A grin stealths onto my face.
“Okay,” I say.
“Okay, what?” she asks.
“My cats need to be fed and cuddled,” I say with a glance at my watch. “That’s what my life looks like.”
Victoria laughs with such rich laughter that I can’t stop myself from joining her.
“Give Henry the key to your flat, and instruct him,” she says as she walks me out of the room. “He’s a sucker for cats. They come to him like he is their messiah.”
“So, that’s why he’s the only one who survived picking up my male cat,” I say.
“Henry,” she calls sternly down the staircase, and he appears through a door down to the left. “Cat duty.”
He smirks.
I feel quite uncomfortable ordering him around.
“Any notice regarding your roommate?” he asks after I've instructed him on their food-and-cuddle routine.
“Not necessary,” I say, and fumble my phone out of my pocket to check Bella’s location. “She is out—yep, still at the party she texted me she’ll be at. She won’t be home until tomorrow.”

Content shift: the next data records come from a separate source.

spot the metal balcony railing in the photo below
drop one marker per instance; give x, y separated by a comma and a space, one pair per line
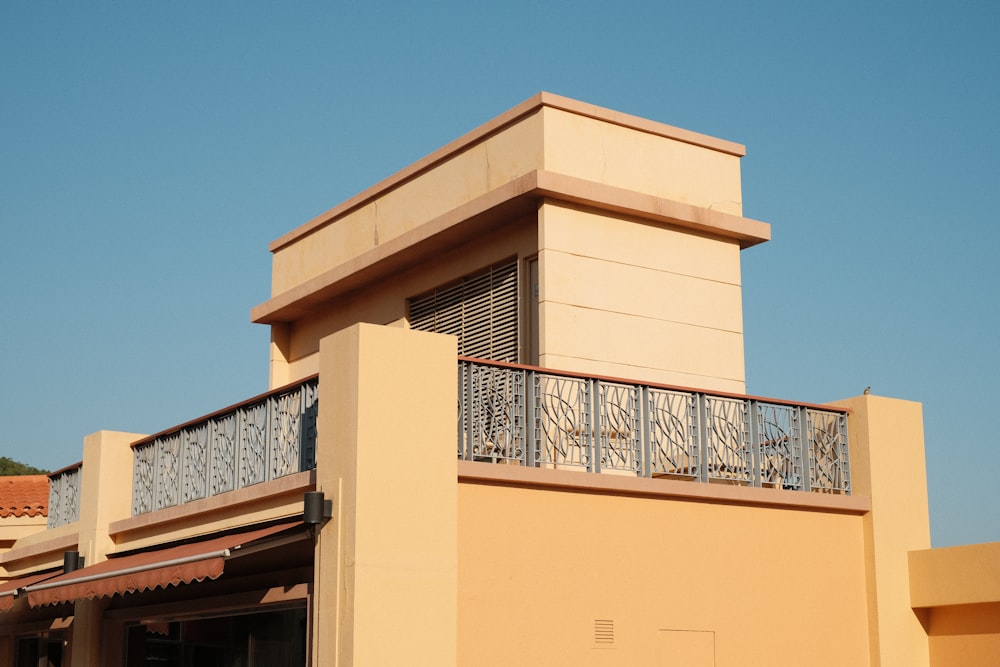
528, 416
258, 440
64, 495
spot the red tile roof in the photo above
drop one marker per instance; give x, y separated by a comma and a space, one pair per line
24, 495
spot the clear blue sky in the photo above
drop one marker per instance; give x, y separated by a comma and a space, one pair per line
149, 152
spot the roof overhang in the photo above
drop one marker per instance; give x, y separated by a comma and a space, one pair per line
491, 211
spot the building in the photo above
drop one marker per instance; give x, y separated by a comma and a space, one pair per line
508, 424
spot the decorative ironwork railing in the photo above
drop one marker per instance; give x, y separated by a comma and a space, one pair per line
258, 440
64, 496
532, 417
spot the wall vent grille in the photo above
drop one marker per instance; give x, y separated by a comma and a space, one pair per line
604, 632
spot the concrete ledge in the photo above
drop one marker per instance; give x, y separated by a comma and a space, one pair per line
470, 472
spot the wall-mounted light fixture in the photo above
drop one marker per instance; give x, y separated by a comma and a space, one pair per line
316, 508
72, 561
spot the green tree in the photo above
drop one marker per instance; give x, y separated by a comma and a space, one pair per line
9, 466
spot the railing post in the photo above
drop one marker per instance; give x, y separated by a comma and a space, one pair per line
594, 426
804, 446
645, 434
703, 418
530, 427
753, 420
470, 402
845, 459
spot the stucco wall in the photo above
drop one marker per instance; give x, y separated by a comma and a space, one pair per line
638, 300
542, 571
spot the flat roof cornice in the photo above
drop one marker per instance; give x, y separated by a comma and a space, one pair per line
510, 117
517, 196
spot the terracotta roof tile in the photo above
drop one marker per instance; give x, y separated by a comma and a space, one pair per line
24, 495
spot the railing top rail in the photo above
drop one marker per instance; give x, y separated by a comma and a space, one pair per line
656, 385
63, 471
222, 411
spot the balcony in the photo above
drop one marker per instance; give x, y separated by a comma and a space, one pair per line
261, 439
64, 496
524, 416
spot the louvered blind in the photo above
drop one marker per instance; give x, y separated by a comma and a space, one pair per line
481, 310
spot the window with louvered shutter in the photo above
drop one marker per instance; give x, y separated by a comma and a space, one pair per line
481, 310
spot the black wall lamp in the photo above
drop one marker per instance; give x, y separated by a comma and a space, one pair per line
316, 509
72, 561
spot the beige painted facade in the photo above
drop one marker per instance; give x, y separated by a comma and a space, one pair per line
636, 227
627, 236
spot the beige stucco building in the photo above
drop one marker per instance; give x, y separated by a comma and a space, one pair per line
515, 373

“She seems not to have learned anything from last weekend,” says Victoria, and I snort out.
“She thinks it was an amazing, consciousness-broadening trip,” I say.
“One way to see it,” says Victoria, sardonically.
“Well, Bella, she’s—she has different priorities in life,” I say. “Her main objective is not to work and have as much fun as possible.” It is something I secretly admire, because I could never. I have no idea what fun is, and my dutifulness will kill me one day.
“And you don’t?” she asks me.
“I don’t think life is meant to be fun,” I say. “We live, fulfil our duties to the community, and then we die, and no one is going to remember us within the matter of one or two generations, especially if there is no generation reproduced.”
“Huh,” she says.
“I know you look at life differently than I do,” I say, “But not everyone is like you.”
“So…you suffer because everyone else suffers?” she asks casually, but I freeze.
“I—no,” I say. “It’s more complicated like that.”
“Is it?” she asks. “I think it’s quite simple. You do not allow yourself to have fun because you do not feel worthy.”
I roll my shoulders and bring some distance between us. Her words feel like an attack on me.
“I have a proposal for you,” she says. “One day, where you allow yourself to enjoy life, have fun and let yourself be surprised by it. One day. Give me one day to show you what life can be like. And I give you one day to show me the extraordinary in the ordinary.”
We’re standing in the middle of the entrance hall with this monumental chandelier. My eyes wander up and over to the art on the wall, as I consider her words for a moment. I am scared that if I let her, I might never recover from it.
I don’t know why, but I keep thinking of Plato’s Allegory of the Cave as I stare at the Caravaggio oil painting I looked up after my first visit here, which is estimated to be worth around 130 million pounds.